The culprit is likely movl instruction before the highlighted code.
From the release notes:
Running time is attributed to the next instruction (200108041)
o To collect the data about time-consuming running regions of the target, the VTune™ Amplifier XE interrupts executing target threads and attributes the time to the context IP address.
o Due to the collection mechanism, the captured IP address points to an instruction AFTER the one that is actually consuming most of the time. This leads to the running time being attributed to the next instruction (or, rarely to one of the subsequent instructions) in the Assembly view. In rare cases, this can also lead to wrong attribution of running time in the source - the time may be erroneously attributed to the source line AFTER the actual hot line.

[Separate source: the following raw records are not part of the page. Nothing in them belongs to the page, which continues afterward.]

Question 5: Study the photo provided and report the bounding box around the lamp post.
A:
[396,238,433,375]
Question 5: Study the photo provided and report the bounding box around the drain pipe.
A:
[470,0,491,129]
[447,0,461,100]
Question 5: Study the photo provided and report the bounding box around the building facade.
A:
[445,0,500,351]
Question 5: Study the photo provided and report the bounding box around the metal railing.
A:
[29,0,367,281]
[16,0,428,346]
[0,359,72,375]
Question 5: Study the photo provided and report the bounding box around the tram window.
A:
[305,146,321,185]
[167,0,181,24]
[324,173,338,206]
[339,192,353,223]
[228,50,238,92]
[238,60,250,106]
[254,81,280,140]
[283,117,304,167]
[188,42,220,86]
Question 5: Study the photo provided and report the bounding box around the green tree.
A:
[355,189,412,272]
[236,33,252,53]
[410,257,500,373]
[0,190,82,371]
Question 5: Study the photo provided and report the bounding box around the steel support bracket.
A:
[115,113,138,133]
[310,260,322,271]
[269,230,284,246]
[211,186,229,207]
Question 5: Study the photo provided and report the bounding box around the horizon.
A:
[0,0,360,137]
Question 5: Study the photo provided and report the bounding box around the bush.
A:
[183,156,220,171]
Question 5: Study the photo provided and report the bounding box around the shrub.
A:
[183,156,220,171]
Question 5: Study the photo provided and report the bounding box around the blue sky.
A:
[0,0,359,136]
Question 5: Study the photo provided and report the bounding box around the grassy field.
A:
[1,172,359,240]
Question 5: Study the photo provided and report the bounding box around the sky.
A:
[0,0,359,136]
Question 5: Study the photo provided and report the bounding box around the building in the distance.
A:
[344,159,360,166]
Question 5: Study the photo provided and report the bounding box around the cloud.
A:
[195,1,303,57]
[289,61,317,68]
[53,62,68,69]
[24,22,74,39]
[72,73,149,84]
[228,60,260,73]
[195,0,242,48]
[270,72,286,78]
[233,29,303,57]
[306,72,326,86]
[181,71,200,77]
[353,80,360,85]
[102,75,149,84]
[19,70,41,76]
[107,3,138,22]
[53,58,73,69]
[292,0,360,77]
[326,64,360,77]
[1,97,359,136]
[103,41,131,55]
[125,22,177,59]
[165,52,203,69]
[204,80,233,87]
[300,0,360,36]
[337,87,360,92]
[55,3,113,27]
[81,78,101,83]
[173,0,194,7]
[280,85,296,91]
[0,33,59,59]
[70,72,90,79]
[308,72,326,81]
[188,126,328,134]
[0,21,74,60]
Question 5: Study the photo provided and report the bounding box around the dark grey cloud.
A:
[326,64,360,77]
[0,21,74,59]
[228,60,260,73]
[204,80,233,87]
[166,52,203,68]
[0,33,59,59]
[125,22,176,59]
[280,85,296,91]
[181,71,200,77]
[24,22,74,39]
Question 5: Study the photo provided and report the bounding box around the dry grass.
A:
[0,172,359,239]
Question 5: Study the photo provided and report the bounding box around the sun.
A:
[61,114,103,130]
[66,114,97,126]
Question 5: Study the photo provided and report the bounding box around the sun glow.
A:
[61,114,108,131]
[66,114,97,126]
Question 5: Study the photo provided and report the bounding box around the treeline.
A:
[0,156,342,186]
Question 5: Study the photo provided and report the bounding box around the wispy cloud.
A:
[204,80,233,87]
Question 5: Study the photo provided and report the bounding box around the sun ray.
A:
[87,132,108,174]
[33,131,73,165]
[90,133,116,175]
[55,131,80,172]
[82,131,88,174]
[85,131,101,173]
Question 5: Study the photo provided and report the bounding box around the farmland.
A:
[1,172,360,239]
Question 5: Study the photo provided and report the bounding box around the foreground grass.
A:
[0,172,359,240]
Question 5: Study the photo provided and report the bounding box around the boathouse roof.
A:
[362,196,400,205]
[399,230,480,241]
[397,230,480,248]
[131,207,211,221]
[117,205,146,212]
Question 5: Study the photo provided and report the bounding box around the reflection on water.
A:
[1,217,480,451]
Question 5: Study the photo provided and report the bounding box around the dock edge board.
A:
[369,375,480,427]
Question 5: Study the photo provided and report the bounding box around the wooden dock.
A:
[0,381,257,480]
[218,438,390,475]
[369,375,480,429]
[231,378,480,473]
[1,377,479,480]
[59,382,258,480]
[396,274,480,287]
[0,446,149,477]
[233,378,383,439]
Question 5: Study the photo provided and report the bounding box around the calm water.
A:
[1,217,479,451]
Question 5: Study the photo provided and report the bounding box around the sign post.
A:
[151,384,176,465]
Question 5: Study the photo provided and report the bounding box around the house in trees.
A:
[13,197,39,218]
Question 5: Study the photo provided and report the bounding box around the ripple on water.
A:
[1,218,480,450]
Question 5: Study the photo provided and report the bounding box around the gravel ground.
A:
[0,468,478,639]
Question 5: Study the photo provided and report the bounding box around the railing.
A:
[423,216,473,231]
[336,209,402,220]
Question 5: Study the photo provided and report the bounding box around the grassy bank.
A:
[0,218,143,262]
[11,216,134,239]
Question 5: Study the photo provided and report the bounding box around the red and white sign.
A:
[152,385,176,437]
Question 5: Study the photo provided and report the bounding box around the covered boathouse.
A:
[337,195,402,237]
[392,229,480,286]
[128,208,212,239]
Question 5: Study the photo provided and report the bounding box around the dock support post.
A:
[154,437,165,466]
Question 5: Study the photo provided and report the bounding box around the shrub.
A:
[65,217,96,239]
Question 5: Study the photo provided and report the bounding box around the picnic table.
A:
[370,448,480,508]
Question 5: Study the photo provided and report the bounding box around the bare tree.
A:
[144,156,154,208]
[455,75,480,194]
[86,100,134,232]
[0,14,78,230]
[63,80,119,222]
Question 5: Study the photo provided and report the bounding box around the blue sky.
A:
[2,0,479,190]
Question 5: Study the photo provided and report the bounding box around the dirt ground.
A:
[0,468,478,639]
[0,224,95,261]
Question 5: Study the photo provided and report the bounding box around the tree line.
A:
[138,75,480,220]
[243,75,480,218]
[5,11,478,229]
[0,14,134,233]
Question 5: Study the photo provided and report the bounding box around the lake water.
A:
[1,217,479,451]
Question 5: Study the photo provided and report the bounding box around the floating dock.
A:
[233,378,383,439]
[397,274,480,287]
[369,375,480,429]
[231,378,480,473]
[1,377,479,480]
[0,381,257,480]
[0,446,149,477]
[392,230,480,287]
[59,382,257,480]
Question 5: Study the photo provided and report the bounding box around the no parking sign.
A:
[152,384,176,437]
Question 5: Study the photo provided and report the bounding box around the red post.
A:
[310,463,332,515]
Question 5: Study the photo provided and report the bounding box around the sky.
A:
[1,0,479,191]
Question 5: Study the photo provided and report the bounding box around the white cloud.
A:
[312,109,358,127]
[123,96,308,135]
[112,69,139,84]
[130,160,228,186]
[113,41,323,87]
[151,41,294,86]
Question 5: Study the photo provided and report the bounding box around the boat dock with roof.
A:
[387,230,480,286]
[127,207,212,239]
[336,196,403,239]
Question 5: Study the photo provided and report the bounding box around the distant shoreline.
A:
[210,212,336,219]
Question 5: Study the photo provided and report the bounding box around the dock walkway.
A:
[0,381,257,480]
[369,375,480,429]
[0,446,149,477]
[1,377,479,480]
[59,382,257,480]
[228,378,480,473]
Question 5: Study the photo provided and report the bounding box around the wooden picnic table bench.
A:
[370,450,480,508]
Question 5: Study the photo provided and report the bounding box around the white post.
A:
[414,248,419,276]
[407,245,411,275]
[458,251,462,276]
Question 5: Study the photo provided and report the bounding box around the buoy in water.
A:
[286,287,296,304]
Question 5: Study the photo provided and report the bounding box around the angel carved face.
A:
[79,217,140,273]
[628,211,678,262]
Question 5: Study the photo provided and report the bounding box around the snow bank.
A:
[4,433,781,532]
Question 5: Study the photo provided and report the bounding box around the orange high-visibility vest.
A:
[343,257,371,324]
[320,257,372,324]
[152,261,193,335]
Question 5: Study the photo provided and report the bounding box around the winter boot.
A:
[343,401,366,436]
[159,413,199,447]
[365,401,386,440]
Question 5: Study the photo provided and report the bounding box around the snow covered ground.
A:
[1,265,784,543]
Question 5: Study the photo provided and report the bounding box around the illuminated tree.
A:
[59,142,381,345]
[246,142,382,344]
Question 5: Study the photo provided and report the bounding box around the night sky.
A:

o In case the inline mode is ON and the program has small functions inlined at the hotspots, this can cause the running time to be attributed to a wrong function since the next instruction can belong to a different function in tightly inlined code.
I was guessing that the movl instruction is the culprit. Is there a way to know why this instruction is taking so much time? Is it due to cache misses? Is it possible to confirm using some VTune feature?
To analyze micro-architectural issues, use the General Exploration analysis type and review the appropriate Tuning Guide. That is, you need to identify which micro-architecture you are running on to analyze the results.
BTW, "pointer chasing" causes a common problem with cache misses. Re-arranging your data so that it is in memory sequentially, even if just for this computation, can save a lot of time.